What's the point of life anyway? Why am I here, sitting with my tenth cup of eggnog, watching another flick where the big city gal falls inexplicably for the guy with the plaid shirt and the Golden Retriever from Hometownsville? God, even thinking about death is more uplifting than this.
Welcome to the Hallmarkian purgatory where every Christmas is the same and so are the faces. Ah, those faces—some kind of science experiment gone right, crafting actors whose features remind you of someone you might have known, or maybe not. It’s all a blur. I mean, should I be impressed or depressed?
Hallmark isn’t alone. Netflix has thrown itself into the Christmas Cinematic Churn-o-Matic, pumping out gems like "A Cookie Cutter Christmas" where cookies literally cut out the joy from my soul. The titles though—seriously intriguing. "Time for Me to Come Home for Christmas", for sure, because Earth is clearly running out of ideas.

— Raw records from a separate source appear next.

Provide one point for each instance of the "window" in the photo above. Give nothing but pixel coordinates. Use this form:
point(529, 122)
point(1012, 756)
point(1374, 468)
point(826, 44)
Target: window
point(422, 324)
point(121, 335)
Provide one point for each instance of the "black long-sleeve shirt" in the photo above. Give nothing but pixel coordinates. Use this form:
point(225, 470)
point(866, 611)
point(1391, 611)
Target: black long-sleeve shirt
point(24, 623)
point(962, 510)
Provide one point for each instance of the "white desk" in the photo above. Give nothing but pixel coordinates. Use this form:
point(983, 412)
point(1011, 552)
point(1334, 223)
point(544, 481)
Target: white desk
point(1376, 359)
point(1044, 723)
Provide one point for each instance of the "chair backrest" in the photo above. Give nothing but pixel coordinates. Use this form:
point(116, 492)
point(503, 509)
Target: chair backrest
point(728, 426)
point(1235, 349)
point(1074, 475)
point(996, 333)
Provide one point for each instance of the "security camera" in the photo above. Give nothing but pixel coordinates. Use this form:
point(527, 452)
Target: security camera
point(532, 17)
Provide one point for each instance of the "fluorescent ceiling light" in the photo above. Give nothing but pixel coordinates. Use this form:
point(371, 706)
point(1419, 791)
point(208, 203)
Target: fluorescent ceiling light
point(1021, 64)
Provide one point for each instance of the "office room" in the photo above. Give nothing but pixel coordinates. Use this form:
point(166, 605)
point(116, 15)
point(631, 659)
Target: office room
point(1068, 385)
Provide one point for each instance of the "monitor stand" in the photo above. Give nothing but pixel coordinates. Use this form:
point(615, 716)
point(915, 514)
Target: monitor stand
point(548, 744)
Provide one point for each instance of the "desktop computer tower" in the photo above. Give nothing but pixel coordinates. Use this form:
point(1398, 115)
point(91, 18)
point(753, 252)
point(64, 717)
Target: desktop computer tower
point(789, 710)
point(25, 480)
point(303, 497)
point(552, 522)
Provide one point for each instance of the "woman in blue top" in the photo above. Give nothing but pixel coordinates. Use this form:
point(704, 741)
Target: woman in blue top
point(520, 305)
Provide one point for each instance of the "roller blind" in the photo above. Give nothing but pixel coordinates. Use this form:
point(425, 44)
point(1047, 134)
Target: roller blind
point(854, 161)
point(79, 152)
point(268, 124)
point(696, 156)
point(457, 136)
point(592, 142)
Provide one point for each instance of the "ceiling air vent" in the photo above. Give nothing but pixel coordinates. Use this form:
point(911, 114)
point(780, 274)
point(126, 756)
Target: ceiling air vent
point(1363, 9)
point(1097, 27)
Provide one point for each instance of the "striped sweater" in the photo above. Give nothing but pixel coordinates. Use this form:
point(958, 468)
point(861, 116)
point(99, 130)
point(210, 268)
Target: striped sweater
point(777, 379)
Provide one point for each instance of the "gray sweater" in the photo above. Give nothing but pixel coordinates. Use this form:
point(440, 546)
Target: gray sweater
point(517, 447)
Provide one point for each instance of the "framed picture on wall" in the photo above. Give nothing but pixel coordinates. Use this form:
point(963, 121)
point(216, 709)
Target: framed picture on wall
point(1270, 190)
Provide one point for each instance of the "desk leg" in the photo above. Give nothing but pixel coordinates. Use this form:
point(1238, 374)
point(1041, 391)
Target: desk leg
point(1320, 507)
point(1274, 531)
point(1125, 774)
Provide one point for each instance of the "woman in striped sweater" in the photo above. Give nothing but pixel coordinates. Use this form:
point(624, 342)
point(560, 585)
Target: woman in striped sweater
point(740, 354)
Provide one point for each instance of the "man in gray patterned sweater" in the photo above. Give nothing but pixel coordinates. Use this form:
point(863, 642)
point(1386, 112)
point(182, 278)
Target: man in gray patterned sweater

These movies, they encapsulate an existential dread, sugar-coated in twinkling lights and predictable endings. You can see it right? Or maybe it's just the eggnog speaking or my ongoing flirtation with nihilism.
In conclusion, as I sit here, pondering over the futility of these festive repeats and my own solitary demise, let me leave you with a thought—if a holiday movie plays in a forest and no one is around to hear it, does it make a sound? Or better yet, do any of us really matter in the grand scheme of these cookie-cutter catastrophes? Guess we'll find out, alone, under the mistletoe.
Based on the original article "How I Aged Into the Bad Christmas Movie".